T-cells expressing TCRs that react with too high affinity with a combination of peptide and MNS are removed by apoptosis. A similar negative selection removes T cells expressing TCR with high reactivity to its own components.
Twice positive cells, survived negative selection, reduce expression both CD4 and CD8 by means of non-studied mechanism. All this leads to development or CD4 + -CD8-, or CD4 + -CD8 + -T-cells (monopositive). Two of these populations are the end point of the complex process of AP-TCR cell differentiation in the thymus. They leave the thymus and form peripherals (i.e., outside the thymus) of the mature CD4 + - and CD8 + -T-cell lines.
The role of peptides in thymic selection
A number of questions remain in the mechanisms involved in breeding. For example, what are the role and nature of peptides expressed by non-lifoid thymic cells at different stages of selection processes. These studies indicate that peptides expressed by cortical epithelial cells play a major role at the stage of positive selection. These peptides occur from autoantigen expressed in Timus or entered into it.Currently, it is not clear, however, as these peptides arising from autoantigen are selected T-cells with TCR, specific in relation to both incompatible and autologous antigens. In addition, it is not clear whether peptides are distinguished by cortical epithelial cells with positive selection, from those that are expressed by dendritic cells with negative selection.
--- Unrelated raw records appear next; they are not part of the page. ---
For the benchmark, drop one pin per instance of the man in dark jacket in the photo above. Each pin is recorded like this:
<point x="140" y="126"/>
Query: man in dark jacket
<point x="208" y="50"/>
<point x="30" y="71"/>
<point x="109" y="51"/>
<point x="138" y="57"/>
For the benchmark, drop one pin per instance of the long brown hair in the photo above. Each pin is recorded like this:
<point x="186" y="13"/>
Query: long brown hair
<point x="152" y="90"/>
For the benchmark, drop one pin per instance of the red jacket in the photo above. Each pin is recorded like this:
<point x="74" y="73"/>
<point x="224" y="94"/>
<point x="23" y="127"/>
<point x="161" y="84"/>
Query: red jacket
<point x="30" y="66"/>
Another unresolved question is how TCR interaction. Expressed by twice positive cells, with MNC molecules and peptides presented on cortical epithelial cells, leads to survival and differentiation twice of positive cells, while the interaction twice the positive cell with a dendritic thymus cell induces a negative signal (cellular death). These problems continue to study intensively.
Characteristics of T-cells leaving thymus
Differentiation in the thymus of T cells expressing αβ as its TCR, leads to the formation of the repertoire of peripheral CD4 + and CD8 + -T-cells capable of reacting to a huge number of alien antigens. These cells have two important characteristics.- They are characterized by auto-MNS restriction. They interact with peptides formed from intimidating antigens only when peptides are associated with the same set of MNS molecules, with which a developing T cell interacted during positive selection in Timus.
- They have an autotoolerance. CD4 + - and CD8 + -T cells do not respond to its own components.